ECONOMIC IDEAL – Tehran (ISNA) – Turkish Lira has been recently hit new historical low. For further discussing this matter, we’d asked professor Hanke for a commentary.
Steve Hanke is a Professor of Applied Economics at the Johns Hopkins University in Baltimore (USA). He is one of the world’s leading experts on currency boards and measuring and stopping hyperinflations.
Asked about the main factors of Lira’s recent depreciation, Hanke said, “The main factor is the loss of confidence in the lira. A part of that loss in confidence results from the fact that the foreign exchange reserves in Turkey have been run down.
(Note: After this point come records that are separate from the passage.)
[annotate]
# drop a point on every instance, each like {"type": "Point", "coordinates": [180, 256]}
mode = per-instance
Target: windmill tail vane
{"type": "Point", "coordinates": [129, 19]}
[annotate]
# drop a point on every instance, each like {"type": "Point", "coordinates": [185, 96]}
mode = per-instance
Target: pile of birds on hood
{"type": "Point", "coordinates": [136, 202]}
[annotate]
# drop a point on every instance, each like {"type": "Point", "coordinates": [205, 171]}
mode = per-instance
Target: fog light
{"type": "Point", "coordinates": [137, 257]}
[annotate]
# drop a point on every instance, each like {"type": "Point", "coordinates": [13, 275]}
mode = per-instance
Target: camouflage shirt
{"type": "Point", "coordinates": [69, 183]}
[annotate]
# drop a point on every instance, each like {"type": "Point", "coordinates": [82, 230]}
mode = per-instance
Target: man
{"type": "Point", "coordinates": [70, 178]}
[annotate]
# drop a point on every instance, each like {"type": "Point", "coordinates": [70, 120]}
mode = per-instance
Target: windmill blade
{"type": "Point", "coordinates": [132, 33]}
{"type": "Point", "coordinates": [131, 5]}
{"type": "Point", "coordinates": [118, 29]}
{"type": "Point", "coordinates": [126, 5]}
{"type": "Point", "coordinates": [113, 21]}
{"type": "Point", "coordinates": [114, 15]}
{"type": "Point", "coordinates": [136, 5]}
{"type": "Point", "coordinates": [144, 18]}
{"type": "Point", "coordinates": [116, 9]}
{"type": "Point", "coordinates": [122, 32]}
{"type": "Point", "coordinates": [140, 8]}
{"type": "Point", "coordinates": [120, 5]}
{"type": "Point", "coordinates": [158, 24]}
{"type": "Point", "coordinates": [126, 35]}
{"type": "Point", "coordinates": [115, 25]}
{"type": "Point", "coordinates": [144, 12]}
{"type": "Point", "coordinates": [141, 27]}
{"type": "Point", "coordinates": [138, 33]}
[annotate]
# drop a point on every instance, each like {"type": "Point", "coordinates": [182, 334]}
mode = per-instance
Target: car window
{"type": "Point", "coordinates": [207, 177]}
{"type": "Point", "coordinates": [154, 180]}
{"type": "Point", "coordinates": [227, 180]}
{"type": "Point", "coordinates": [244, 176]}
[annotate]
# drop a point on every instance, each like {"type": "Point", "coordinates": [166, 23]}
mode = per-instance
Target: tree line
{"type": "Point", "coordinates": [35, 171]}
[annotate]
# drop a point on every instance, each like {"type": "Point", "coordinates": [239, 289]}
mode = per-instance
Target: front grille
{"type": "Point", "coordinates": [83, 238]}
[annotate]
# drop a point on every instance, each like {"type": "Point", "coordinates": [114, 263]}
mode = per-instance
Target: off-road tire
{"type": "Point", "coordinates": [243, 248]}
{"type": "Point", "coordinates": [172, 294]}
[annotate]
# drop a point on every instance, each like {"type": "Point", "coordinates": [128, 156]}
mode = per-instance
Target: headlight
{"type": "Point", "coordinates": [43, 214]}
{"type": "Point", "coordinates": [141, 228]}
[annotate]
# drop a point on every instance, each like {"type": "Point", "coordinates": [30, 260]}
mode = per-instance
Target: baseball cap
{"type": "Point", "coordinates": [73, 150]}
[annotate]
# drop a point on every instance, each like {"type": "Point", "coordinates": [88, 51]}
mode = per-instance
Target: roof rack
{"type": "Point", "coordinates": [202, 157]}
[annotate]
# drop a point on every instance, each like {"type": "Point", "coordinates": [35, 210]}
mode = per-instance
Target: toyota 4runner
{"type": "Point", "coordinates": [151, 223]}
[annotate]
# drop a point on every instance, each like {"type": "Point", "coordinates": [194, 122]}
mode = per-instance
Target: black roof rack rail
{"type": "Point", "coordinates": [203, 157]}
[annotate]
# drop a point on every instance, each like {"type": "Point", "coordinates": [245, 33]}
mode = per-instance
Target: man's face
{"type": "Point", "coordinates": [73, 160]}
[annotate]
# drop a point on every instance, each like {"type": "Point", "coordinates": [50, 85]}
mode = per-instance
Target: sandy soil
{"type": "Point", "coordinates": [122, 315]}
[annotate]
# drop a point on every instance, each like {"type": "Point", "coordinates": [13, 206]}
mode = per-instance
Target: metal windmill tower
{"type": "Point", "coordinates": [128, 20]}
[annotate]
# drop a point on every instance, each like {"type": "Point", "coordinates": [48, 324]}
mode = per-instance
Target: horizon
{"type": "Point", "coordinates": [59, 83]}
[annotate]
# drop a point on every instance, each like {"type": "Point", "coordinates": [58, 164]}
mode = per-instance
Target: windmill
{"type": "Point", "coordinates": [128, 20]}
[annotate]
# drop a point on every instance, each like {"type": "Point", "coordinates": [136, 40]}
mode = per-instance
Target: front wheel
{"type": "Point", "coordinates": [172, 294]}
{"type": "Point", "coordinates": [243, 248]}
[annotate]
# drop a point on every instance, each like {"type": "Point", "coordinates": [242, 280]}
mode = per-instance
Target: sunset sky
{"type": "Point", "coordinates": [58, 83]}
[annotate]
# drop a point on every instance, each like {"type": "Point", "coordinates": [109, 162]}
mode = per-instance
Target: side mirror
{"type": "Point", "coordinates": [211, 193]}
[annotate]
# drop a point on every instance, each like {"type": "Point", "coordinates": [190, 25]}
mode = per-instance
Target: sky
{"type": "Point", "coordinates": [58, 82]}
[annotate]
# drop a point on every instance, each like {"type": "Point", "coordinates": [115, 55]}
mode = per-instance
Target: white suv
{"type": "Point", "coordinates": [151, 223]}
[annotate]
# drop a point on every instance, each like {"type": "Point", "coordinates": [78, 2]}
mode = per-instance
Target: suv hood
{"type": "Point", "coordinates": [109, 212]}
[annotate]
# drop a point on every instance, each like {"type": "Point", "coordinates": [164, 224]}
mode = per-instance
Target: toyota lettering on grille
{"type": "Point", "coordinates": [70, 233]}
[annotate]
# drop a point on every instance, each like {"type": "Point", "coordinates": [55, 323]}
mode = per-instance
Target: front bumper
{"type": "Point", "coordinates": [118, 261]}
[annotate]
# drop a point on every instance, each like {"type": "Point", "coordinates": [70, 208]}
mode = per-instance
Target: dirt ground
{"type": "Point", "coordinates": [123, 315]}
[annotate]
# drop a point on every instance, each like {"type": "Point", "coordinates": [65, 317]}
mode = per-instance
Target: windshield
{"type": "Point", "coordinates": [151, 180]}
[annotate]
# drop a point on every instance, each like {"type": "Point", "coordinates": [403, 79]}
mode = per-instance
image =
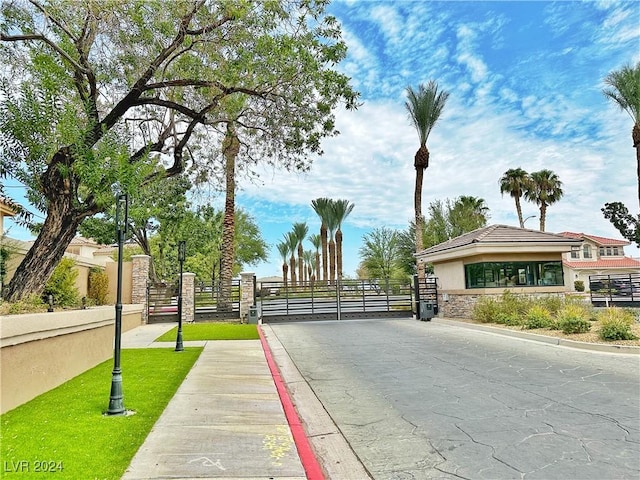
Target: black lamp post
{"type": "Point", "coordinates": [116, 405]}
{"type": "Point", "coordinates": [182, 255]}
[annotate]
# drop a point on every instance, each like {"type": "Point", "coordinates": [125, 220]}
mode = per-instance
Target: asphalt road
{"type": "Point", "coordinates": [420, 400]}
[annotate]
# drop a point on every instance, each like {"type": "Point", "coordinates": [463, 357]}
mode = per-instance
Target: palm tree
{"type": "Point", "coordinates": [341, 209]}
{"type": "Point", "coordinates": [514, 182]}
{"type": "Point", "coordinates": [316, 241]}
{"type": "Point", "coordinates": [292, 241]}
{"type": "Point", "coordinates": [230, 150]}
{"type": "Point", "coordinates": [625, 91]}
{"type": "Point", "coordinates": [283, 249]}
{"type": "Point", "coordinates": [544, 189]}
{"type": "Point", "coordinates": [321, 207]}
{"type": "Point", "coordinates": [300, 230]}
{"type": "Point", "coordinates": [332, 225]}
{"type": "Point", "coordinates": [424, 107]}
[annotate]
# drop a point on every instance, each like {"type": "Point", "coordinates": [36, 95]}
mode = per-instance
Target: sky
{"type": "Point", "coordinates": [525, 82]}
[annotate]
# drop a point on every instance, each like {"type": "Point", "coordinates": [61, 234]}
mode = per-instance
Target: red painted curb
{"type": "Point", "coordinates": [307, 457]}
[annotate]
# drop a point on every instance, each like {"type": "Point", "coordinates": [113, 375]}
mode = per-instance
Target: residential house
{"type": "Point", "coordinates": [597, 256]}
{"type": "Point", "coordinates": [490, 260]}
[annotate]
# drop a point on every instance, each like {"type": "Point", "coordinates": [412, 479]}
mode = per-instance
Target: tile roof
{"type": "Point", "coordinates": [595, 238]}
{"type": "Point", "coordinates": [625, 262]}
{"type": "Point", "coordinates": [500, 234]}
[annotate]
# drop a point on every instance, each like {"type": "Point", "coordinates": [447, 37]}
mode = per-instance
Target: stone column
{"type": "Point", "coordinates": [247, 294]}
{"type": "Point", "coordinates": [188, 297]}
{"type": "Point", "coordinates": [141, 265]}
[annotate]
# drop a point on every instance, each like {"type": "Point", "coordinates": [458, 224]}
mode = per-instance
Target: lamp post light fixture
{"type": "Point", "coordinates": [182, 255]}
{"type": "Point", "coordinates": [116, 404]}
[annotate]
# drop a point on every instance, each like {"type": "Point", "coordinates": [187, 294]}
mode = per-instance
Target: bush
{"type": "Point", "coordinates": [98, 286]}
{"type": "Point", "coordinates": [62, 284]}
{"type": "Point", "coordinates": [538, 317]}
{"type": "Point", "coordinates": [615, 324]}
{"type": "Point", "coordinates": [573, 318]}
{"type": "Point", "coordinates": [486, 310]}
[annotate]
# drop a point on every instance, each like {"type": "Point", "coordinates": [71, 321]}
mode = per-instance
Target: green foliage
{"type": "Point", "coordinates": [212, 331]}
{"type": "Point", "coordinates": [62, 284]}
{"type": "Point", "coordinates": [573, 318]}
{"type": "Point", "coordinates": [486, 309]}
{"type": "Point", "coordinates": [98, 286]}
{"type": "Point", "coordinates": [538, 317]}
{"type": "Point", "coordinates": [615, 324]}
{"type": "Point", "coordinates": [56, 425]}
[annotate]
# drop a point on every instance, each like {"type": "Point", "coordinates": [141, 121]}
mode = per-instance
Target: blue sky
{"type": "Point", "coordinates": [525, 82]}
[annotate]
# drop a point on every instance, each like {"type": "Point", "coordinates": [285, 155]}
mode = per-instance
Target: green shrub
{"type": "Point", "coordinates": [538, 317]}
{"type": "Point", "coordinates": [615, 324]}
{"type": "Point", "coordinates": [573, 318]}
{"type": "Point", "coordinates": [486, 310]}
{"type": "Point", "coordinates": [62, 284]}
{"type": "Point", "coordinates": [98, 286]}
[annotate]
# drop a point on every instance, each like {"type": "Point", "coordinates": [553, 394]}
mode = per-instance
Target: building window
{"type": "Point", "coordinates": [513, 274]}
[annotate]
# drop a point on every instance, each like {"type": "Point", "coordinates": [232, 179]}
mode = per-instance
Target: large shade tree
{"type": "Point", "coordinates": [544, 189]}
{"type": "Point", "coordinates": [99, 98]}
{"type": "Point", "coordinates": [514, 182]}
{"type": "Point", "coordinates": [424, 106]}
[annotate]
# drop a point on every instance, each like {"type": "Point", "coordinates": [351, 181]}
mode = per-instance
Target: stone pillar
{"type": "Point", "coordinates": [141, 265]}
{"type": "Point", "coordinates": [188, 297]}
{"type": "Point", "coordinates": [247, 294]}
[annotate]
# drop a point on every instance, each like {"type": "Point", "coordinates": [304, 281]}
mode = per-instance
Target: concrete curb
{"type": "Point", "coordinates": [561, 342]}
{"type": "Point", "coordinates": [334, 453]}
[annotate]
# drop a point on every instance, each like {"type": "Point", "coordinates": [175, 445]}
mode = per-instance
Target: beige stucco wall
{"type": "Point", "coordinates": [41, 351]}
{"type": "Point", "coordinates": [127, 272]}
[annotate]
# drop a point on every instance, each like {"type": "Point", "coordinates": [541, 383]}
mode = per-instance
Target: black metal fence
{"type": "Point", "coordinates": [621, 289]}
{"type": "Point", "coordinates": [346, 299]}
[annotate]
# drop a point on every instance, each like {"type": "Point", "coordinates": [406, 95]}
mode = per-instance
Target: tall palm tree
{"type": "Point", "coordinates": [292, 241]}
{"type": "Point", "coordinates": [283, 249]}
{"type": "Point", "coordinates": [544, 189]}
{"type": "Point", "coordinates": [424, 106]}
{"type": "Point", "coordinates": [514, 182]}
{"type": "Point", "coordinates": [332, 226]}
{"type": "Point", "coordinates": [625, 91]}
{"type": "Point", "coordinates": [341, 209]}
{"type": "Point", "coordinates": [230, 151]}
{"type": "Point", "coordinates": [321, 207]}
{"type": "Point", "coordinates": [316, 241]}
{"type": "Point", "coordinates": [300, 230]}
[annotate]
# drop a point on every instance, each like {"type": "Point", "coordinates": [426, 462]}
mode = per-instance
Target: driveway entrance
{"type": "Point", "coordinates": [423, 400]}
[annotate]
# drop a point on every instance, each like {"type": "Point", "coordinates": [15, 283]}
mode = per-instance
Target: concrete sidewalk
{"type": "Point", "coordinates": [225, 421]}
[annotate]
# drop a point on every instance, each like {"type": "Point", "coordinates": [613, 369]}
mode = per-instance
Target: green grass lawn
{"type": "Point", "coordinates": [64, 431]}
{"type": "Point", "coordinates": [212, 331]}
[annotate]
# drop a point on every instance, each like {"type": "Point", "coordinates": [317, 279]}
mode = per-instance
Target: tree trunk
{"type": "Point", "coordinates": [332, 261]}
{"type": "Point", "coordinates": [339, 253]}
{"type": "Point", "coordinates": [519, 211]}
{"type": "Point", "coordinates": [325, 252]}
{"type": "Point", "coordinates": [636, 143]}
{"type": "Point", "coordinates": [543, 216]}
{"type": "Point", "coordinates": [59, 229]}
{"type": "Point", "coordinates": [230, 150]}
{"type": "Point", "coordinates": [419, 219]}
{"type": "Point", "coordinates": [300, 264]}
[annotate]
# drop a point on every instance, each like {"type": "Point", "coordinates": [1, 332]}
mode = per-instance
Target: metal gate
{"type": "Point", "coordinates": [210, 303]}
{"type": "Point", "coordinates": [162, 303]}
{"type": "Point", "coordinates": [347, 299]}
{"type": "Point", "coordinates": [619, 289]}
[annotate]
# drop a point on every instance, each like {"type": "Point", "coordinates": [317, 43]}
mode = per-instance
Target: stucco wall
{"type": "Point", "coordinates": [41, 351]}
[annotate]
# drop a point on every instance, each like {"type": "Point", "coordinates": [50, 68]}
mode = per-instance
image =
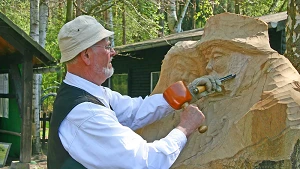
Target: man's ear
{"type": "Point", "coordinates": [85, 57]}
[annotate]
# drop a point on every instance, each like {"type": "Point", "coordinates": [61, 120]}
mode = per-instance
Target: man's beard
{"type": "Point", "coordinates": [108, 72]}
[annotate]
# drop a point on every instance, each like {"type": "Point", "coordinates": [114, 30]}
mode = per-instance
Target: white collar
{"type": "Point", "coordinates": [95, 90]}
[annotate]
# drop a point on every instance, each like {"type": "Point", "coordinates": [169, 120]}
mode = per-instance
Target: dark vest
{"type": "Point", "coordinates": [67, 98]}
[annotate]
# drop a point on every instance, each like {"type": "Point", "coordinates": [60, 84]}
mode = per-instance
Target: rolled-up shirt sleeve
{"type": "Point", "coordinates": [96, 139]}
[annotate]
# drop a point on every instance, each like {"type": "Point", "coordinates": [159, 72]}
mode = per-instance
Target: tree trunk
{"type": "Point", "coordinates": [293, 33]}
{"type": "Point", "coordinates": [161, 12]}
{"type": "Point", "coordinates": [237, 6]}
{"type": "Point", "coordinates": [34, 20]}
{"type": "Point", "coordinates": [34, 34]}
{"type": "Point", "coordinates": [43, 14]}
{"type": "Point", "coordinates": [183, 12]}
{"type": "Point", "coordinates": [124, 25]}
{"type": "Point", "coordinates": [172, 15]}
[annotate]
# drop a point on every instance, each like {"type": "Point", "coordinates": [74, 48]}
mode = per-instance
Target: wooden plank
{"type": "Point", "coordinates": [27, 80]}
{"type": "Point", "coordinates": [15, 75]}
{"type": "Point", "coordinates": [11, 96]}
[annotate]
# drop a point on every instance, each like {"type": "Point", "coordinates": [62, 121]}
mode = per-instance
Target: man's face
{"type": "Point", "coordinates": [103, 55]}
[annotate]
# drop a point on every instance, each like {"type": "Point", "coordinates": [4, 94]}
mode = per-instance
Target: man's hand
{"type": "Point", "coordinates": [190, 119]}
{"type": "Point", "coordinates": [212, 84]}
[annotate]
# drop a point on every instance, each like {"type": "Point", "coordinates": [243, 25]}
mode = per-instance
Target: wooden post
{"type": "Point", "coordinates": [27, 77]}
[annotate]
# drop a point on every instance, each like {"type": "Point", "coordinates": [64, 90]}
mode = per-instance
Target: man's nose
{"type": "Point", "coordinates": [112, 52]}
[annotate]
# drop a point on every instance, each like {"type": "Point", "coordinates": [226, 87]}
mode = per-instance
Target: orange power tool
{"type": "Point", "coordinates": [178, 96]}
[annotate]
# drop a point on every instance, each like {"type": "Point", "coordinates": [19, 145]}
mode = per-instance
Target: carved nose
{"type": "Point", "coordinates": [209, 67]}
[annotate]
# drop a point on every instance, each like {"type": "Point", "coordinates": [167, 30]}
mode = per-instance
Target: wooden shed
{"type": "Point", "coordinates": [19, 55]}
{"type": "Point", "coordinates": [137, 65]}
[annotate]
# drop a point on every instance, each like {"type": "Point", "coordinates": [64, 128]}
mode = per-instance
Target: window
{"type": "Point", "coordinates": [154, 80]}
{"type": "Point", "coordinates": [4, 90]}
{"type": "Point", "coordinates": [119, 83]}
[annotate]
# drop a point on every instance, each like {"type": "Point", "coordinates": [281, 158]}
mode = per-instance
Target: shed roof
{"type": "Point", "coordinates": [274, 21]}
{"type": "Point", "coordinates": [15, 44]}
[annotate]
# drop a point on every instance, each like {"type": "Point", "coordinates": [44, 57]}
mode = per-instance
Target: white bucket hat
{"type": "Point", "coordinates": [78, 35]}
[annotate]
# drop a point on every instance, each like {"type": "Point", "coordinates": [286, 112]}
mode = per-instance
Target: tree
{"type": "Point", "coordinates": [293, 33]}
{"type": "Point", "coordinates": [175, 23]}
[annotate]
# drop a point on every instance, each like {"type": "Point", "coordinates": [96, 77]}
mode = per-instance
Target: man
{"type": "Point", "coordinates": [254, 122]}
{"type": "Point", "coordinates": [92, 126]}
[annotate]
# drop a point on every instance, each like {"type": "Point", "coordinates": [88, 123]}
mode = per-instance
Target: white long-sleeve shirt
{"type": "Point", "coordinates": [98, 137]}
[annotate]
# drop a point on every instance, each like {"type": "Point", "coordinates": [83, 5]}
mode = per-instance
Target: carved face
{"type": "Point", "coordinates": [223, 61]}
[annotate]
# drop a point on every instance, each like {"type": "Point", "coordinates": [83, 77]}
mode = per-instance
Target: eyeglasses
{"type": "Point", "coordinates": [108, 47]}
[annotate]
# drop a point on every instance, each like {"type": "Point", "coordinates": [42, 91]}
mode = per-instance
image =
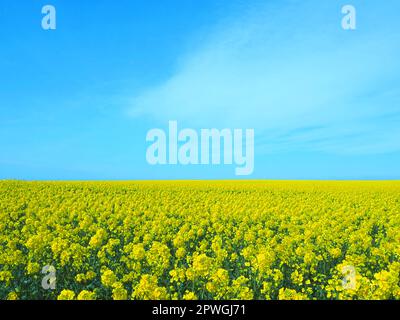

And, as a result, the servicing payments for short-term debt obligations by Turks, as well as the financing of the Turkish current account deficit, are in jeopardy. In short, the Turks have “run out” of foreign exchange reserves”.
IMF warned many times about fast interest rate cutting, what is the probable trend in Turkey’s inflation concerning what has happened in currency market?
“The IMF is correct. President Erdogan has strange and incorrect ideas about economics. He thinks that if interest rates are lower, inflation will be lower. This is not the way economics works. The money supply is growing very rapidly in Turkey. That will cause more inflation, and higher levels of inflation will cause interest rates to go up, not down,” professor Hanke said, adding that: “In short, interest rates follow the course of inflation. Inflation does not follow the course of interest rates”.
While Iran and Turkey agreed recently on using national currencies in bilateral trade, Mr. Hanke believes that such decisions can’t help Iran or Turkey to decrease volatility in markets: ” You are talking about bilateral agreements between two volatile and junk currencies. They will remain volatile and junk.”
Turkey attracted lots of foreign investment by its new citizenship law ( which allows foreigners to obtain Turkish citizenship by investing 250,000 $ or more in property), asking about whether this strategy (if applied) helps Iran to attract more investment, Professor Hanke said, “No. On balance, foreign investment has been exiting Turkey on a massive scale. That is one reason its foreign reserves are dwindling”.